Juragan Somad manggut-amnggut mengerti. Walau hatinya tetap ragu dan lebih suka di dusun ini sebagai penguasa. Namun kepada Si Abah, mana berani dia menentang. Bisa-bisa dia kehilangan nyawanya dengan kemampuan ghaib Si Abah yang mengerikan itu.
“A ..., ada yang saya ingin Abah menerawang kejadian semalam, kalau Abah tidak berkeberatan,” kata Juragan Somad sedikit malu-malu. Melirik Euis yang tengah mengunyah makanan ringan di meja.
“Apa itu?” tanya Si Abah menatap menantu bonekanya.
“Itu ..., Si Barep, pembantu kepercayaan saya. Dia saya suruh untuk ..., eh ..., untuk mengambil Si Esih. Tapi dia tak ada kembali. Entah kemana dia, saya agak khawatir, Abah!”
“Hmmm ..., coba kau ambil salahsatu barang orang kepercayaanmu itu sama sebaskom air hangat yang dikasih garam!” kata Si Abah setelah termenung sejenak.
“Baik, Abah,” Juragan Somad segera berdiri, kemudian melangkah keluar. Sesaat kemudian dia telah kembali membawa barang-barang yang diminta mertuanya itu. Kemudian di taruhnya di atas meja kayu.
“Keluarlah dulu, Euis. Aku mau menerawang sebentar!” suruh Si Abah kepada Euis yang mencibir, tapi segera berlalu ke luar ruangan tersebut.
“Masukkan baju itu ke dalam air baskom, Somad!” perintah Si Abah. Juragan somad segera memasukkan baju Barep ke dalam air bening yang sudah digarami sesuai permintaan Si Abah.

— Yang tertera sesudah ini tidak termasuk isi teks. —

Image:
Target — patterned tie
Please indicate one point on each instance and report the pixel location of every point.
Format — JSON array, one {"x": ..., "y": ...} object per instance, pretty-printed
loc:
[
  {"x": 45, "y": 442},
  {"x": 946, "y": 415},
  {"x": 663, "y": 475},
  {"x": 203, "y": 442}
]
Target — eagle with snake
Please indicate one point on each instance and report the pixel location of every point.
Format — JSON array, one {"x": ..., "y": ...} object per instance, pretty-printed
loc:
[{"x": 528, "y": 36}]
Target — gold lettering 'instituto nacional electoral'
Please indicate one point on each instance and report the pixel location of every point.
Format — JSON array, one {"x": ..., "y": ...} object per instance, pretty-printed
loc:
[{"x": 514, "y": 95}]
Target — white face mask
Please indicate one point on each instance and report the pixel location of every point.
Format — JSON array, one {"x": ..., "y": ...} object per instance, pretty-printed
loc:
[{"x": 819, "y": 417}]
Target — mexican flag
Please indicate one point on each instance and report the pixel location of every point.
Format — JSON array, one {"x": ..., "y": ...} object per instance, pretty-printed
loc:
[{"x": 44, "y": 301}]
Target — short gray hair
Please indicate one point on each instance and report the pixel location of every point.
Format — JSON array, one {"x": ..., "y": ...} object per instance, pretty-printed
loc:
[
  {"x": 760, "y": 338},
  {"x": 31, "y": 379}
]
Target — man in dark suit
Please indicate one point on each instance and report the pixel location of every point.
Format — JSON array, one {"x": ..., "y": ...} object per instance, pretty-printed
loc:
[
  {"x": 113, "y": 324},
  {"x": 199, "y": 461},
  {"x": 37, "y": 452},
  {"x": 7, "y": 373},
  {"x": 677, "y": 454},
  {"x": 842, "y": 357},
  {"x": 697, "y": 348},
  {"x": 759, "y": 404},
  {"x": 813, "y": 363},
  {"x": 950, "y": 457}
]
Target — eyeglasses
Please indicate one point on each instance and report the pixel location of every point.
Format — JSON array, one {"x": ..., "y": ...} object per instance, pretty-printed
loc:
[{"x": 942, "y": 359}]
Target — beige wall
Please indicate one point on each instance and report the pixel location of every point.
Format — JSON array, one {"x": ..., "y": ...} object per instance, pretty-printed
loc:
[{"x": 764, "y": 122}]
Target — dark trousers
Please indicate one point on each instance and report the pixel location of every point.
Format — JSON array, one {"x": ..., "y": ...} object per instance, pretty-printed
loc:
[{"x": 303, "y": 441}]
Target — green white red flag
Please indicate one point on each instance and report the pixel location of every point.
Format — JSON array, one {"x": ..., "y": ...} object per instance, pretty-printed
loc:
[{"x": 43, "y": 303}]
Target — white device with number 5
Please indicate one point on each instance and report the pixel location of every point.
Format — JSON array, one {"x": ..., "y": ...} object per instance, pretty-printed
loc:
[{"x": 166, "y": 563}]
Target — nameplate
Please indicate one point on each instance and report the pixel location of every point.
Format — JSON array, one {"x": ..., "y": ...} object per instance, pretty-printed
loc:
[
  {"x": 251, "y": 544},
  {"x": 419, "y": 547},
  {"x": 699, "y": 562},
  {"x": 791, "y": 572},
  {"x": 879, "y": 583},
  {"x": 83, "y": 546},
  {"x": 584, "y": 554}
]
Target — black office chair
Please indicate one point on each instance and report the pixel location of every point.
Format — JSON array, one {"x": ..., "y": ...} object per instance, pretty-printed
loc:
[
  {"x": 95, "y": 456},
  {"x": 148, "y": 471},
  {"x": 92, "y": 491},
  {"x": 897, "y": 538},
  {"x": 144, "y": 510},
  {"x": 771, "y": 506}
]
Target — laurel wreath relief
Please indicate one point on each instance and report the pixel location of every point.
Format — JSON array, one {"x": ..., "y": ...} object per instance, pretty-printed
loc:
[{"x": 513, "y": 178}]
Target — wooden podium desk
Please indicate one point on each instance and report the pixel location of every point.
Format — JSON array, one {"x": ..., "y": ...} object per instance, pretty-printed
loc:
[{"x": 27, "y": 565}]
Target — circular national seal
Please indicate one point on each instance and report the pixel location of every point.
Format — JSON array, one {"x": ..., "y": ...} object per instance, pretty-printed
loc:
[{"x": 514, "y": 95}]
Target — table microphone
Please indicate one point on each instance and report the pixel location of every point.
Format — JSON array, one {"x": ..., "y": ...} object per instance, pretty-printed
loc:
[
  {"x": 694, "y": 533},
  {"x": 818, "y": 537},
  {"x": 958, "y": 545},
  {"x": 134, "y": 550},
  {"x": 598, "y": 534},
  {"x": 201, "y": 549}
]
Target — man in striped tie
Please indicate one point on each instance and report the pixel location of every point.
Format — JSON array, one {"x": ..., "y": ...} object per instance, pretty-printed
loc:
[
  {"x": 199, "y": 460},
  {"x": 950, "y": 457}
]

Setelah itu, sambil merapal mantera yang tak pernah bisa dipahami oleh Juragan Somad, sambil menaburkan bubuk hitam. Kedua telapak tangan Si Abah menyentuh permukaan air, memutarnya searah jarum jam. Setelah tujuh putaran, Si Abah menarik kembali tangannya sementara permukaan air terus berputar makin cepat, kemudian menggelegak seperti mendidih. Uap hitam berbau memuakkan tercium tajam. SI Abah memejamkan matanya, ketika mata itu terbuka. Juragan Somad bergidik ngeri. Sepasang mata itu berubah hitam legam, hitam tanpa ada putihnya. Mata itu menatap ke baskom air yang kini telah berhenti menggelegak.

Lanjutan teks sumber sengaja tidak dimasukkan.